Wednesday, July 23, 2008

...and how much they haven't

Now most head teachers are chosen because they possess a number of fine qualities. They understand children and they have the children's best interets at heart. They are sympathetic. They are fair and they are deeply interested in education. Miss Trunchbull possessed none of these qualities and how she ever got her present job was a mystery.
"There is a little girl in my class called Matilda Wormwood..." Miss Honey began....
"...Now what is it you want, Miss Honey? Why are you wasting my time?
"I came to talk to you about Matilda, Headmistress. I have extraordinary things to report about the child. May I please tell you what happened in class just now?"
"I suppose she set fire to your skirt and scorched your knickers!" Miss Trunchbull snorted.
...Miss Honey was determined to have her say and she now began to describe some of the amazing things Matilda had done with arithmetic.
"So she's learnt a few tables by heart has she?" Miss Trunchbull barked. "My dear woman, that doesn't make her a genuis! It makes her a parrot!"
"It is my opinion," Miss Honey said "that Matilda should be taken out of my form and placed immediately in the top form with the eleven-year-olds."
"Ha!" snorted Miss Trunchbull. "So you want to get rid of her, do you?..."
"No, no!" cried Miss Honey. "That is not my reason at all!"

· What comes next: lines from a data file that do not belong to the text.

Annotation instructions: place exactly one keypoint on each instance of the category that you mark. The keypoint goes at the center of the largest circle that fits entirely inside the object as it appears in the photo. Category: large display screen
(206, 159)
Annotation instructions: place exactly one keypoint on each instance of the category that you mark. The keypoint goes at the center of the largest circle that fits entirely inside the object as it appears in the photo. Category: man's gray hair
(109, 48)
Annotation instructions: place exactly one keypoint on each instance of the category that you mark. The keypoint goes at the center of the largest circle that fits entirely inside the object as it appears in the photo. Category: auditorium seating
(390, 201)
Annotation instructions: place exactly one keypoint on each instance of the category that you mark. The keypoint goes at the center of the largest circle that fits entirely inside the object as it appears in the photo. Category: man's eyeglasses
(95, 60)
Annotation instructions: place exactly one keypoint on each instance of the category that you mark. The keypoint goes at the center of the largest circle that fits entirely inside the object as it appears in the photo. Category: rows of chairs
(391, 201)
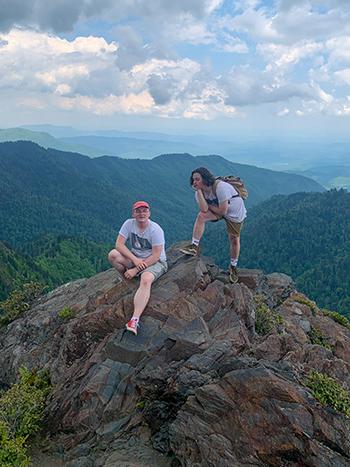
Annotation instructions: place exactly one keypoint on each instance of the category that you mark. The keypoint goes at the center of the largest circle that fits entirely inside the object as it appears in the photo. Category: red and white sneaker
(132, 325)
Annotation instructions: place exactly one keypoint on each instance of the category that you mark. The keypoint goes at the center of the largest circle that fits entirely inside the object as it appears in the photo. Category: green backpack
(236, 182)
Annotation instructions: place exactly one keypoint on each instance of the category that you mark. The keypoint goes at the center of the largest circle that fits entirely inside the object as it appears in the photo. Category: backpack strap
(217, 180)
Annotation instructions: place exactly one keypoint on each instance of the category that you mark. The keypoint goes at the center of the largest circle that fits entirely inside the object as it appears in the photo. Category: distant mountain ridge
(51, 260)
(47, 191)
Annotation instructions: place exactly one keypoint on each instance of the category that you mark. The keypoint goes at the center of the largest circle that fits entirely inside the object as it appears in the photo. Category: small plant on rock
(19, 301)
(266, 319)
(329, 392)
(66, 313)
(21, 413)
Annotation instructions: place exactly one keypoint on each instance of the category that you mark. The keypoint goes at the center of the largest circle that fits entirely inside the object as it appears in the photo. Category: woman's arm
(203, 205)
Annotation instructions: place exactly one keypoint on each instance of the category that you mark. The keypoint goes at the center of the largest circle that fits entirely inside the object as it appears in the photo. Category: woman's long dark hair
(207, 177)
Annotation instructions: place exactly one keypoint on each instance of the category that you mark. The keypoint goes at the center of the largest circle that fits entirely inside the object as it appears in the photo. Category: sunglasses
(141, 210)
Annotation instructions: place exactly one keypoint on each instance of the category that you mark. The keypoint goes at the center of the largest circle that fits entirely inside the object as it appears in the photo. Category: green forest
(304, 235)
(45, 191)
(60, 213)
(51, 261)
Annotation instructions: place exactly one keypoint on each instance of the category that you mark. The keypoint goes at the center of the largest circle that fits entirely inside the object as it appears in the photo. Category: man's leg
(118, 261)
(198, 231)
(235, 246)
(143, 293)
(141, 299)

"Oh, yes it is!" shouted Miss Trunchbull. "I can see right through your little plot, madam! And my answer is no! Matilda stays where she is and it is up to you to see that she behaves herself."

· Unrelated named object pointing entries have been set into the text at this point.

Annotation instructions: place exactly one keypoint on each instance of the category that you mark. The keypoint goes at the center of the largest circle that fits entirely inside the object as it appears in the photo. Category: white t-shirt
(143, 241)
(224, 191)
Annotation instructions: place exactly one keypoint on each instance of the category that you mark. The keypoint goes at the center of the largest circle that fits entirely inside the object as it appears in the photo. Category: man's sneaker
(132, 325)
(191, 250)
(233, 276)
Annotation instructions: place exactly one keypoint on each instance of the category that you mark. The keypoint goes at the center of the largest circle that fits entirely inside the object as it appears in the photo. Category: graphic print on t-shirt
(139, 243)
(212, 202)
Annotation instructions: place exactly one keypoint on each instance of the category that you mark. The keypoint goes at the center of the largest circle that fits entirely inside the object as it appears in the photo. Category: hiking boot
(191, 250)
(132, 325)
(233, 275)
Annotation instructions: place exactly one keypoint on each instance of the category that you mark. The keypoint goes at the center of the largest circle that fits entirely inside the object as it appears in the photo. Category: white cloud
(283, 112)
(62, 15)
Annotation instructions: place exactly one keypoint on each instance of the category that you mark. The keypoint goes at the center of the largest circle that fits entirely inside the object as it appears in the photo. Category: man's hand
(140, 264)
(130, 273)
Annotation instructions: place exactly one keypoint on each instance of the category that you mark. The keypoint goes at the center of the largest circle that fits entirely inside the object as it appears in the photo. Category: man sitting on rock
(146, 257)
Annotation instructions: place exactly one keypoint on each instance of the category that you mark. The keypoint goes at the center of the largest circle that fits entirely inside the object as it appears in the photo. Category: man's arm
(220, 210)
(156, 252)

"But Headmistress, please."
"Not another word!" shouted Miss Trunchbull. "And in any case, I have a rule in this school that all children remain in their own age groups regardless of ability. Great Scott, I'm not having a little five-year-old brigand sitting with the senior girls and boys in the top form. Whoever heard of such a thing!"
From Roald Dahl's Matilda.

What has changed: today's education establishment would recast the teacher as a pushy "helicopter parent," deluded that her child is a genius, and the principal as the good guy, concerned about whether "the whole child" can handle such a grade skip.